Newsagents at the newsXpress national conference in Sydney Monday got to spend an hour in a Q&A session with David Hogan, head of Gordon & Gotch.
The planned thirty minute Q&A extended to an hour as David and newsagents talked through allocation processes, partworks, Gotch profitability, US title pricing, the damage of ignorant early returns and other topics.
Nothing was off limits and all questions were answered.
On early returns, one example was given where hundreds of newsagents did themselves out of guaranteed revenue because of early returns.
The conversation was interesting as it provided context to challenges around circulation such as with the partworks model where Gotch is as much a victim as newsagents when faced with a runaway success such as Art Therapy. I know many newsagents in the room were surprised by the lead time.
It was good to have a magazine discussion based on facts. For example, one newsagent wanted to know how to stop a magazine for more than a few months. David shared the answer. The newsagent wanted a guarantee to never get the title again. David explained why that is not ideal.
There was no yelling at each other, no anger – just a good professional discussion looking for mutual benefit.
There was a good discussion, too, about floorspace allocation for magazines in newsagencies and work being done by Gotch to drive efficiencies that should benefit newsagents.

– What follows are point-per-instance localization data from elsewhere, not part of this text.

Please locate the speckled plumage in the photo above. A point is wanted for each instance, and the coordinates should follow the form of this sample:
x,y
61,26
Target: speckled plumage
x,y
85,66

With several newsXpress members engaged in the MPA trial there were some questions on that – with ensuing discussions helping more in the room understand what is happening.
What was fascinating was a discussion led by some newsagents into the type of magazines newsagents feel they could sell. This discussion flowed from comments about adult colouring books. With Mychelle Vandenburg, the Retail Sales and Group Marketing Director for Pacific Magazines, in the room, newsagents, the head of Gotch and a senior publisher representative had a terrific three-way discussion about ideas to help everyone benefit not only from this craze but to explore how similar crazes could be explored cooperatively. I found this discussion specifically valuable.
What happened at the conference is an example of what newsagency marketing groups can do outside what is usual for a marketing group.
I am grateful to have been a participant in this discussion.
With magazines continuing to be an important traffic driver for our channel, it is important we explore ways to transact with the category more profitably. Achieving that requires respectful and engaged publisher and distributor relationships.
Footnote: I reached out to David while he was overseas at a distribution conference and he accepted the invitation immediately. He arrived back in Australia on the weekend and was with us on Monday.